One way to think of the job of an unsupervised machine learning algorithm is to pick the parameter values that minimize this loss function. A clustering algorithm for example, may try and assign observations to clusters to maximize the similarity of observations within a cluster (say, by minimizing the sum of squared differences between the values of certain variables for all observations within a cluster) while also maximizing the differences between observations in different clusters (say, by maximizing the sum of squared differences between the values of certain variables for all observations not in the same cluster).

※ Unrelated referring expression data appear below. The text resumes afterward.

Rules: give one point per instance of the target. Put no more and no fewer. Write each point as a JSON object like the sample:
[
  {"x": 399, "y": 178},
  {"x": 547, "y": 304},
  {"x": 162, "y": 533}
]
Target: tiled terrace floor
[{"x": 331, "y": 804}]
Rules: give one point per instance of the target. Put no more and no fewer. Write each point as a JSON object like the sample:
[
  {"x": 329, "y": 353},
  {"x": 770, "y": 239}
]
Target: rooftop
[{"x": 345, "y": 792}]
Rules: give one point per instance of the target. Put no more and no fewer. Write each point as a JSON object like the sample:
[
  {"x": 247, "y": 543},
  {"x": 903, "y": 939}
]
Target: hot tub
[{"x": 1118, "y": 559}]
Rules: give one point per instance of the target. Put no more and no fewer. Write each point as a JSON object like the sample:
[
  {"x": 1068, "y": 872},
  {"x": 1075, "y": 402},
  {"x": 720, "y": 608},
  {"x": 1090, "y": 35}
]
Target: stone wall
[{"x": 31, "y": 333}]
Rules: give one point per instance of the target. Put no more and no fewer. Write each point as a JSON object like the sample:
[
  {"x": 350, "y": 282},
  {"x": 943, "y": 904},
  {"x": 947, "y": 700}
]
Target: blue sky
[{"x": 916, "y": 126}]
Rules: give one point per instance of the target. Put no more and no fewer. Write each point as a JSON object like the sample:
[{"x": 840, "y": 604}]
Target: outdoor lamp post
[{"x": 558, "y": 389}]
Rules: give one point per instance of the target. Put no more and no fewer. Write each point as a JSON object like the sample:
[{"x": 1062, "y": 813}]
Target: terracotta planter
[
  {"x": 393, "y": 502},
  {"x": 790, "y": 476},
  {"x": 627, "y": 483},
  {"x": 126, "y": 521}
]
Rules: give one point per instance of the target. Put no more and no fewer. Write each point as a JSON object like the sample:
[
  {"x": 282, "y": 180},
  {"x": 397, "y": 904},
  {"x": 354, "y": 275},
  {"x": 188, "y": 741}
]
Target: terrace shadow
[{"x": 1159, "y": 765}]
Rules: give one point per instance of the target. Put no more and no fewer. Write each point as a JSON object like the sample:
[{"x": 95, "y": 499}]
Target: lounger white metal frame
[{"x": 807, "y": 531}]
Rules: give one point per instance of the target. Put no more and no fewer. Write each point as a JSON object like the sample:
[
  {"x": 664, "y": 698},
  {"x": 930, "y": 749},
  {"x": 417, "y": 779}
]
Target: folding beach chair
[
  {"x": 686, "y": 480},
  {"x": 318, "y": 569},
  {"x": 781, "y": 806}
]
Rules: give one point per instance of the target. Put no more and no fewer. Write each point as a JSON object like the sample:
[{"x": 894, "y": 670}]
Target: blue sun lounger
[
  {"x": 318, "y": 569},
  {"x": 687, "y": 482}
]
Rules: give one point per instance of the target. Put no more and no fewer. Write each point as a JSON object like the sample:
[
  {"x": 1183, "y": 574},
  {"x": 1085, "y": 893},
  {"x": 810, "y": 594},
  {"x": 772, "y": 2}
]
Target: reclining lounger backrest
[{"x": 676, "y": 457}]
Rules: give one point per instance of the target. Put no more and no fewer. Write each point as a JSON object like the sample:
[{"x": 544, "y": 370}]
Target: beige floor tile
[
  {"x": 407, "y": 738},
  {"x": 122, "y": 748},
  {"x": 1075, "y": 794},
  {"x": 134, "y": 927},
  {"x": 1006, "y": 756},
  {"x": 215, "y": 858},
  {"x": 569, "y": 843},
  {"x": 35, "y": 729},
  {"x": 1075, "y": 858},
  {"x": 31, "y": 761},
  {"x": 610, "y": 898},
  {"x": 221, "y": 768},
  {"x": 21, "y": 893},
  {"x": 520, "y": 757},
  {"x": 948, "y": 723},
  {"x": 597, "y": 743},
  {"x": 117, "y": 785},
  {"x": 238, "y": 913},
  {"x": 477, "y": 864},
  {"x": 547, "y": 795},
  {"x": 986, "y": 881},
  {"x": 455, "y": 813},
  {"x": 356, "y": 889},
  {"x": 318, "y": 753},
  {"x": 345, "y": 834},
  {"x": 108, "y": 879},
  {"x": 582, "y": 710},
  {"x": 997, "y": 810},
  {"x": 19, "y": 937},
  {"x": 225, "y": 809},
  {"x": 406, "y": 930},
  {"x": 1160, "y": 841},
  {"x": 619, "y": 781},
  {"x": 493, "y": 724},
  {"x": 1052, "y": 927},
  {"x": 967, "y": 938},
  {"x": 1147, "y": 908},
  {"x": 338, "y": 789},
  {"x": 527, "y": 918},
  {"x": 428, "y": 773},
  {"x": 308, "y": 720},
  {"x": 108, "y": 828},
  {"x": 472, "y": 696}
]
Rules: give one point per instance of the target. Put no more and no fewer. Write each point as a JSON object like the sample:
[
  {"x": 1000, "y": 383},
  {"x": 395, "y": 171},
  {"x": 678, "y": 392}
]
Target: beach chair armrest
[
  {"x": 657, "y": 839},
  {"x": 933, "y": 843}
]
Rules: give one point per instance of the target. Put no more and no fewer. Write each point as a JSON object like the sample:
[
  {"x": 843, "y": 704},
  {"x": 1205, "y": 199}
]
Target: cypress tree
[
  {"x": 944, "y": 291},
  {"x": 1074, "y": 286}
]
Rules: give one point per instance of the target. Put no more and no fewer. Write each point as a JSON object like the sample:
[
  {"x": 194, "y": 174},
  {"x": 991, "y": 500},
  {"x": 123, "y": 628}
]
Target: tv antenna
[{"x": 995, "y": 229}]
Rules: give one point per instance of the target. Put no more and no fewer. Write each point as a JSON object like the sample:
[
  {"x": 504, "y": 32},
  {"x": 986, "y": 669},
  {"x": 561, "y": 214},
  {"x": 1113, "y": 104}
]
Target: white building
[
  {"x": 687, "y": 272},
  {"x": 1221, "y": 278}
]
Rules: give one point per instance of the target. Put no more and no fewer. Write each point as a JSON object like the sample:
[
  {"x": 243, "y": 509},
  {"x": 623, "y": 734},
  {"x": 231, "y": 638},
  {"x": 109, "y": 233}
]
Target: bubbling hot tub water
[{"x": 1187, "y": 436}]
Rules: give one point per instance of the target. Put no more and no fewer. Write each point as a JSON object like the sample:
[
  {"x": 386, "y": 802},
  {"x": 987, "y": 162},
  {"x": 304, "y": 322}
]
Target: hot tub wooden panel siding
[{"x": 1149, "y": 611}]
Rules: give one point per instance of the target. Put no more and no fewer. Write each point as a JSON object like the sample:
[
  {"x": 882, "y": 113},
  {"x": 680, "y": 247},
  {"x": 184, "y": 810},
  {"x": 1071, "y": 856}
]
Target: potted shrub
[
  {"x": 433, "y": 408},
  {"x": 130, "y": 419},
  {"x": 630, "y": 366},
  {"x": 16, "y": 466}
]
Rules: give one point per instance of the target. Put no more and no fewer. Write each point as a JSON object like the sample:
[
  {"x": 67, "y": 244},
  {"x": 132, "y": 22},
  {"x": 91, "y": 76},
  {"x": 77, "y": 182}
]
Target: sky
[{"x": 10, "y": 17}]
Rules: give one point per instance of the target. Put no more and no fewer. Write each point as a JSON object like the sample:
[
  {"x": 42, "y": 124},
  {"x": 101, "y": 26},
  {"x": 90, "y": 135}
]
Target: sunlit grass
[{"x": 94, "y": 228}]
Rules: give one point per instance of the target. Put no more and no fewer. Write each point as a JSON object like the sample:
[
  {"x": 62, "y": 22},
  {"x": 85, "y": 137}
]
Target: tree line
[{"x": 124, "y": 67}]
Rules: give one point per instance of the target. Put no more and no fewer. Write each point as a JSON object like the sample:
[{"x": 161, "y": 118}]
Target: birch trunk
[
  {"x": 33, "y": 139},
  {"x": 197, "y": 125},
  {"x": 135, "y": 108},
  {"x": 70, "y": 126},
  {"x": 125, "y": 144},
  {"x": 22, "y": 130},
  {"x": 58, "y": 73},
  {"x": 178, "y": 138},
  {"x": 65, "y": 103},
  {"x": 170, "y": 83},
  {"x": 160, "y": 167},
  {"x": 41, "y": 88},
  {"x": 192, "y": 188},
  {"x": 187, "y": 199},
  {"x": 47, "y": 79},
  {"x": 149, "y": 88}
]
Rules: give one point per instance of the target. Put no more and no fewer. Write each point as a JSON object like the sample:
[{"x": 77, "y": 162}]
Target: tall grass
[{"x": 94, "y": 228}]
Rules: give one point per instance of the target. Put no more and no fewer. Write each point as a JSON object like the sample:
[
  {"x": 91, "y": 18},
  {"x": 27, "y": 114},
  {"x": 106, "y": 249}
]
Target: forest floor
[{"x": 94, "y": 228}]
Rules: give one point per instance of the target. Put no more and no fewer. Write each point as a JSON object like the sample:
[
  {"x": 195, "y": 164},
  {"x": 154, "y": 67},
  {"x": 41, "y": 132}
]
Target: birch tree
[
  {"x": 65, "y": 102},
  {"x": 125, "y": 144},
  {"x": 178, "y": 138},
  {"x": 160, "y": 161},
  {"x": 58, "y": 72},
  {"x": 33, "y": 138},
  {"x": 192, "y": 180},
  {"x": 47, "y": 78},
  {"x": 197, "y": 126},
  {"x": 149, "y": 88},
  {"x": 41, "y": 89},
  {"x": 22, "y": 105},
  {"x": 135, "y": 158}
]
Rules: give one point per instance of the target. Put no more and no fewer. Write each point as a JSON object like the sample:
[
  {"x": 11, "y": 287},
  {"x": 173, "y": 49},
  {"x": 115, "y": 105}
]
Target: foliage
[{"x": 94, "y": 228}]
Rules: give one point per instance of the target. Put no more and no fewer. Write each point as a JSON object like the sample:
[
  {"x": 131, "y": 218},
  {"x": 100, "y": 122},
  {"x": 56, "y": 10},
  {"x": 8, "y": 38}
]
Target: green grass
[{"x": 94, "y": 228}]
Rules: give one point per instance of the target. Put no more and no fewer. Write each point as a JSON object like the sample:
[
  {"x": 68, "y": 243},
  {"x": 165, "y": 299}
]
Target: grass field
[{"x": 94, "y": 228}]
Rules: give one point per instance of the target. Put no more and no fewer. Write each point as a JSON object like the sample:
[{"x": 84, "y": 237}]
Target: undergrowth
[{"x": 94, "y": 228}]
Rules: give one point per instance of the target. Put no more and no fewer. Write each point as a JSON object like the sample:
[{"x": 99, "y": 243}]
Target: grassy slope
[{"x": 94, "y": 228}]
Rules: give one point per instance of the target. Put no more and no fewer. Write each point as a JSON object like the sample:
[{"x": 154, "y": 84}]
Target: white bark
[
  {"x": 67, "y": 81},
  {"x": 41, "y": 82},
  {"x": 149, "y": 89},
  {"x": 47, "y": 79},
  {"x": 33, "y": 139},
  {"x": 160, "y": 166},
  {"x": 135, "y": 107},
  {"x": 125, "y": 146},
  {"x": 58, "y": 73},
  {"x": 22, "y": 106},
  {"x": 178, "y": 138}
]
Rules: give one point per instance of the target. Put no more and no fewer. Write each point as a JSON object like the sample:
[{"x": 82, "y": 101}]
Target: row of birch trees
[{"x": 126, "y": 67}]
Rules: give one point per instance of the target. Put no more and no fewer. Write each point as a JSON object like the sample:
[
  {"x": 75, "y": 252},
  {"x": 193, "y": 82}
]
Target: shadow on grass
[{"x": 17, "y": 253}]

But another way to say that is that the job of an unsupervised machine learning algorithm (or any algorithm, really) is to find the parameter values (coefficients in a regression, observation assignments for a clustering algorithm) that answer the question “If my goal is to minimize [whatever the loss function your specific algorithm seeks to minimize], how should I do it?” But while they are likely to find the best way to accomplish that goal given the parameters they control, they will do so regardless of whether the “best” solution is actually a “good” solution! Point a clustering algorithm at any data and ask it to split the data into 3 clusters, and it will pick the best way to split the data into three clusters, even if the three clusters are almost indistinguishable. In other words, clustering algorithms assign observations to clusters… even when there’s no real clustering of the data! Dimensionality reduction algorithms will always tell you a way to drop dimensions, and anomaly detection algorithms will always find (relative) outliers.
Moreover, just because your clustering algorithm finds what it thinks is the best solution doesn’t mean there isn’t a substantively very different solution that was just a little less good it hasn’t told you about.
It’s up to you, the data scientist, to evaluate whether the answers these algorithms provide to relatively myopic questions give a meaningful picture of the data.